RBI board meet: FM may stress Budget’s capex push to allay inflation fears

Fiscal deficit for FY23 is estimated to drop to 6.4% of GDP from 6.9% this year, when it breached the target by a notch.

rbi board meet
Retail inflation scaled a six-month peak of 5.59% in December.

Finance minister Nirmala Sitharaman will address the central board of the Reserve Bank of India (RBI) in a crucial meeting on February 14, in which she will likely cast light on the Budget’s focus on capital asset creation to spur economic growth without exacerbating inflationary pressure.

Separately, the minister will address the board of stock and commodity markets regulator Sebi on February 15, official sources told FE.

The Budget for 2022-23 has firmed up a roadmap for catapulting India to a high-growth trajectory without resorting to fiscal profligacy —something that the minister may highlight in the meeting. Fiscal deficit for FY23 is estimated to drop to 6.4% of GDP from 6.9% this year, when it breached the target by a notch.

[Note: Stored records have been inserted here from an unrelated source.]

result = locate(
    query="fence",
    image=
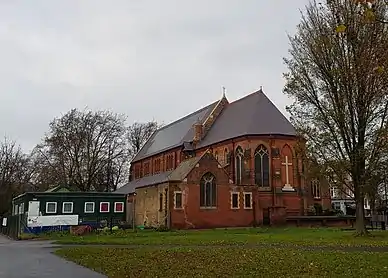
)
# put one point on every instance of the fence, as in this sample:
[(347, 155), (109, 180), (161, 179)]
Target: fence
[(11, 226)]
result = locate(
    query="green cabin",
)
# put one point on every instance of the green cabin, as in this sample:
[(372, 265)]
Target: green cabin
[(59, 209)]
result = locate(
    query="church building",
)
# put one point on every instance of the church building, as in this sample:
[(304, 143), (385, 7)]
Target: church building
[(229, 164)]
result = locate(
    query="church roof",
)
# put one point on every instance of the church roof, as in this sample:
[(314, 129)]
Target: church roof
[(178, 174), (174, 134), (253, 114)]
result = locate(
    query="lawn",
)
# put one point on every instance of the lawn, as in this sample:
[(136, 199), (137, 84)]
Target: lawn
[(227, 262), (227, 237)]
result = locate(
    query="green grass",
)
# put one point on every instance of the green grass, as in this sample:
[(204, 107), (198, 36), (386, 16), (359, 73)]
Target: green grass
[(227, 262), (290, 236)]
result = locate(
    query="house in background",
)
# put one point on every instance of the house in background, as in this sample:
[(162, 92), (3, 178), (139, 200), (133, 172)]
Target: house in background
[(227, 164), (342, 198)]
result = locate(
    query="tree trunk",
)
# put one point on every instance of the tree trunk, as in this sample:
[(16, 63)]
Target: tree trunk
[(360, 218)]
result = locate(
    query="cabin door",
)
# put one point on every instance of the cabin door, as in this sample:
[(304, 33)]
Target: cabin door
[(33, 208)]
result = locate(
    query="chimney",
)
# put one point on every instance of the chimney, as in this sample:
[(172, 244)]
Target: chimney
[(198, 132)]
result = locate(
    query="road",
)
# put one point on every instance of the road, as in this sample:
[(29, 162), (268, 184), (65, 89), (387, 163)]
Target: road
[(30, 259)]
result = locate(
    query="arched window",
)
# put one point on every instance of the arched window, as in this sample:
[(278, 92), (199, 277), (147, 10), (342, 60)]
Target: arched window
[(262, 166), (239, 164), (208, 191), (316, 189), (226, 156)]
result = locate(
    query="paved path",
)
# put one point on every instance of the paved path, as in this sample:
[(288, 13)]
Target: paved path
[(29, 259)]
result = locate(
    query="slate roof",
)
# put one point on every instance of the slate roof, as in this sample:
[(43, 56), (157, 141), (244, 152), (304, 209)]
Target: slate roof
[(148, 180), (253, 114), (178, 174), (174, 134)]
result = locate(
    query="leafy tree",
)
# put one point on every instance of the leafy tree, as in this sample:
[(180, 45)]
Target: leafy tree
[(339, 84)]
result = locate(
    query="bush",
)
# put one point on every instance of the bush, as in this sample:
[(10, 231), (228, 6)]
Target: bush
[(162, 228)]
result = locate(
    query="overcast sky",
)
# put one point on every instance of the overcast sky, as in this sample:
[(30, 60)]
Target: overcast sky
[(148, 59)]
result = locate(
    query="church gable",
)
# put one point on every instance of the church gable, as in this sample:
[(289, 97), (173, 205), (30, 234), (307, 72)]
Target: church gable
[(174, 134)]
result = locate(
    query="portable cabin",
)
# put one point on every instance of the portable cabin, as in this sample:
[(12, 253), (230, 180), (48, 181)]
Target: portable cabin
[(58, 210)]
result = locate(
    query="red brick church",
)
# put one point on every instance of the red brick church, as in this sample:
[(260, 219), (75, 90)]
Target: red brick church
[(225, 165)]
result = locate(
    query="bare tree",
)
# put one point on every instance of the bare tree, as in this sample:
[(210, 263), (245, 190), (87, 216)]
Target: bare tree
[(83, 148), (338, 79), (15, 173)]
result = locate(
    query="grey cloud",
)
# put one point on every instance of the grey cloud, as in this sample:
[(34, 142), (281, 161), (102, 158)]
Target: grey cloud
[(147, 59)]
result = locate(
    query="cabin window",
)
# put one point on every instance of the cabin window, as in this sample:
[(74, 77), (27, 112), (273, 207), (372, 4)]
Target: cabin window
[(235, 204), (104, 207), (51, 207), (67, 207), (247, 200), (178, 200), (119, 206), (160, 201), (89, 207)]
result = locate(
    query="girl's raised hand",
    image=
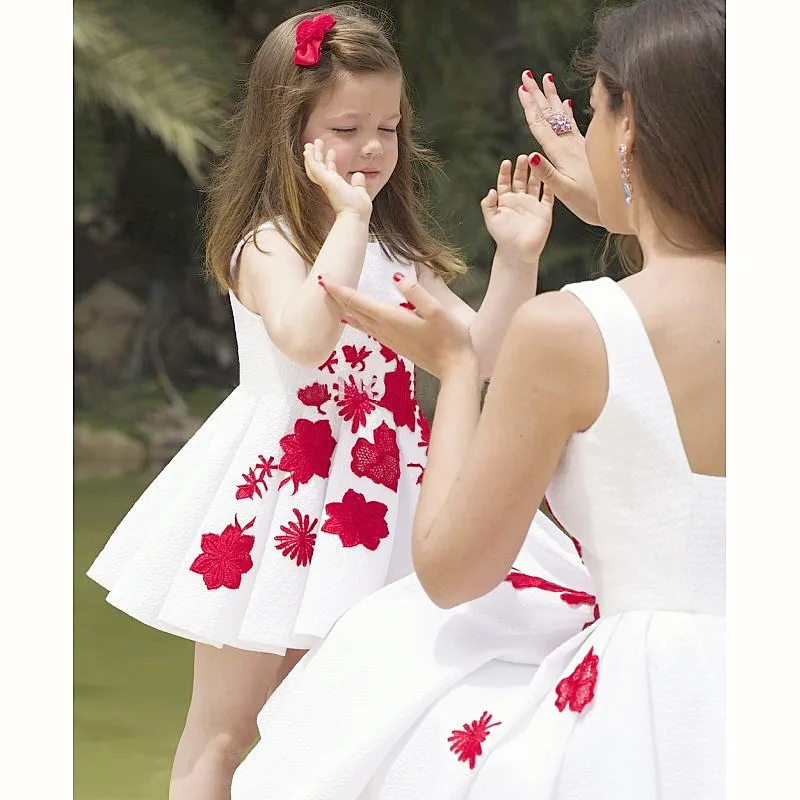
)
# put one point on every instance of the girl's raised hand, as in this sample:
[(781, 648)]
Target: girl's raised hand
[(518, 213), (344, 197), (423, 331)]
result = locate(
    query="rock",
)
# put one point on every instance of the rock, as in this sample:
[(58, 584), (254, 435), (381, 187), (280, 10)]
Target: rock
[(105, 318), (106, 451), (167, 430)]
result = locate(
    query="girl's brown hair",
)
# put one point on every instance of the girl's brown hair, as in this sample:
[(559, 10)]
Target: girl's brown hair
[(262, 177)]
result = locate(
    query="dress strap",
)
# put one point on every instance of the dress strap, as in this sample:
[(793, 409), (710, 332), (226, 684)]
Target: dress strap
[(237, 251), (636, 384)]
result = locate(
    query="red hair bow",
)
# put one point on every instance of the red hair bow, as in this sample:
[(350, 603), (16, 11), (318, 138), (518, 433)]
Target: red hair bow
[(309, 36)]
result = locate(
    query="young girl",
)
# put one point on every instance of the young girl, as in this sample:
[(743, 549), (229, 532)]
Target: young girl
[(609, 397), (295, 499)]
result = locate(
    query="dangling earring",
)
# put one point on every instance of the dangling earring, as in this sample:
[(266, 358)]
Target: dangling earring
[(624, 162)]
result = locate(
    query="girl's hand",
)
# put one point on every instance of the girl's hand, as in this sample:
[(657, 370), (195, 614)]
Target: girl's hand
[(429, 336), (344, 197), (518, 214), (567, 172)]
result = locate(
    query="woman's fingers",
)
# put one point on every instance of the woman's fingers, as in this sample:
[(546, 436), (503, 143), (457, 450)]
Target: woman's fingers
[(519, 182)]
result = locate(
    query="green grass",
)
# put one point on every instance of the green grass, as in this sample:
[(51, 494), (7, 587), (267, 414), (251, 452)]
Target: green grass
[(131, 683)]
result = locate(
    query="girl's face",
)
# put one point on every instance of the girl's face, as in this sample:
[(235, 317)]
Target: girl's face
[(359, 120), (606, 132)]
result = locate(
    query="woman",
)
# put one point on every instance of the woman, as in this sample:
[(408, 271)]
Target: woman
[(609, 397)]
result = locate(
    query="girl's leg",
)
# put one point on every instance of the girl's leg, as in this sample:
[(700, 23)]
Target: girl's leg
[(229, 689), (290, 661)]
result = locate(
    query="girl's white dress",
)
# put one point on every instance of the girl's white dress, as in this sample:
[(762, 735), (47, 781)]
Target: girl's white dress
[(553, 686), (293, 501)]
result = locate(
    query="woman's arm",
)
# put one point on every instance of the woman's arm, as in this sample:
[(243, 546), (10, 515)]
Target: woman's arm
[(487, 474)]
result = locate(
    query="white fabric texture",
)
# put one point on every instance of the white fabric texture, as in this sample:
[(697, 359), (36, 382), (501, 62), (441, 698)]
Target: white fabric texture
[(291, 503), (525, 693)]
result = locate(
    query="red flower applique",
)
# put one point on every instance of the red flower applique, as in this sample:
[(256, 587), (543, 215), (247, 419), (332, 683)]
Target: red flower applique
[(577, 689), (298, 543), (421, 471), (225, 557), (315, 396), (332, 361), (356, 358), (309, 36), (467, 743), (307, 451), (398, 397), (357, 521), (254, 478), (572, 597), (355, 403), (378, 461)]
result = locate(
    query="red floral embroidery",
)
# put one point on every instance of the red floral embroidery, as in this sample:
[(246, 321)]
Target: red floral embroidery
[(307, 451), (225, 557), (315, 396), (355, 403), (398, 397), (298, 543), (421, 471), (379, 460), (572, 597), (577, 689), (467, 743), (332, 361), (254, 478), (357, 521), (356, 358)]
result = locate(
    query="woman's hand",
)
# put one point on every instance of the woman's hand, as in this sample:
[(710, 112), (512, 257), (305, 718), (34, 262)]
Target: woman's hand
[(427, 335), (518, 214), (344, 197), (567, 172)]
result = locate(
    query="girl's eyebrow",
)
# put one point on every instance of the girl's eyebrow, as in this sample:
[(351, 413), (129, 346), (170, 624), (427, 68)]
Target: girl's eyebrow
[(356, 115)]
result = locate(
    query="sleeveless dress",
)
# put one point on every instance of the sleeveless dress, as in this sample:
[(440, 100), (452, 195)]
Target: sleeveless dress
[(291, 503), (555, 685)]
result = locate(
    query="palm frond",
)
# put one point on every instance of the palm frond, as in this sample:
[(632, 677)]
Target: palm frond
[(167, 69)]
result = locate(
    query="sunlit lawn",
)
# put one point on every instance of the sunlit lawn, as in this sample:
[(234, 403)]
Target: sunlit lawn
[(132, 683)]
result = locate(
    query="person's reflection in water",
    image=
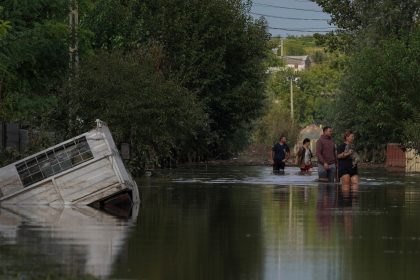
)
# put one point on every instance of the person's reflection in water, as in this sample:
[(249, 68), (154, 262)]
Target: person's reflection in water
[(346, 201), (325, 202)]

However, the estimated record gross market borrowing of Rs 14.95 lakh crore for FY23 could complicate the RBI’s task, although top government functionaries have exuded confidence that the borrowing plan would go on smoothly. The 43% year-on-year rise in borrowing has spooked the bond market. At 6.88% on Friday, the yield on benchmark 10-year government securities was 11 bps higher than a week before, and up 43 bps so far this year.

Nevertheless, as FE had reported, the government refrained from a spending spree but chose to raise the quality of expenditure by allocating as much as Rs 7.5 lakh crore for FY23 capex to support the fragile growth story. Consequently, the share of the Centre’s budgetary capex in gross domestic product is estimated to jump to 2.9% for FY23 from 2.4% (excluding infusion into Air India) this fiscal. Similarly, capex will account for 19% of the total Budgetary spending for the next fiscal from 14.6% for FY22. In fact, while capex is estimated to rise 36% on year in FY23, revenue spending is expected to inch up by less than 1%.

Of the total capex outlay for FY23, Rs 1 lakh crore will be extended to states as interest-free, long-duration loans to better equip them fiscally to generate assets in all parts of the country and generate large-scale job opportunities.

The meeting promises to be much more than just a customary post-Budget huddle, as the Budget has been presented at a time when the Covid-ravaged economy is still recovering from the worst slump in its recorded history in FY21. On top of it, given a spurt in inflation in advanced economies, key central banks, mainly the US Federal Reserve, will likely start tightening interest rates sooner-than-expected in 2022. This could put pressure on the RBI to change its accommodative stance and raise policy rates early next fiscal if price pressure doesn’t abate meaningfully.

Retail inflation scaled a six-month peak of 5.59% in December. However, top government officials reckon that, with central banks opting for quantitative tightening, global commodity prices could ease. Being a net importer, India will likely see a moderation in price pressure.

Although the economy is estimated to grow 8.8% (upon the revised base) this fiscal, it was driven by a sharply-shrunk base. While analysts expect a meaningful rebound in FY23 (the Economic Survey has pegged real growth at 8-8.5%), it faces downside risks from any fresh Covid wave and global liquidity-tightening measures.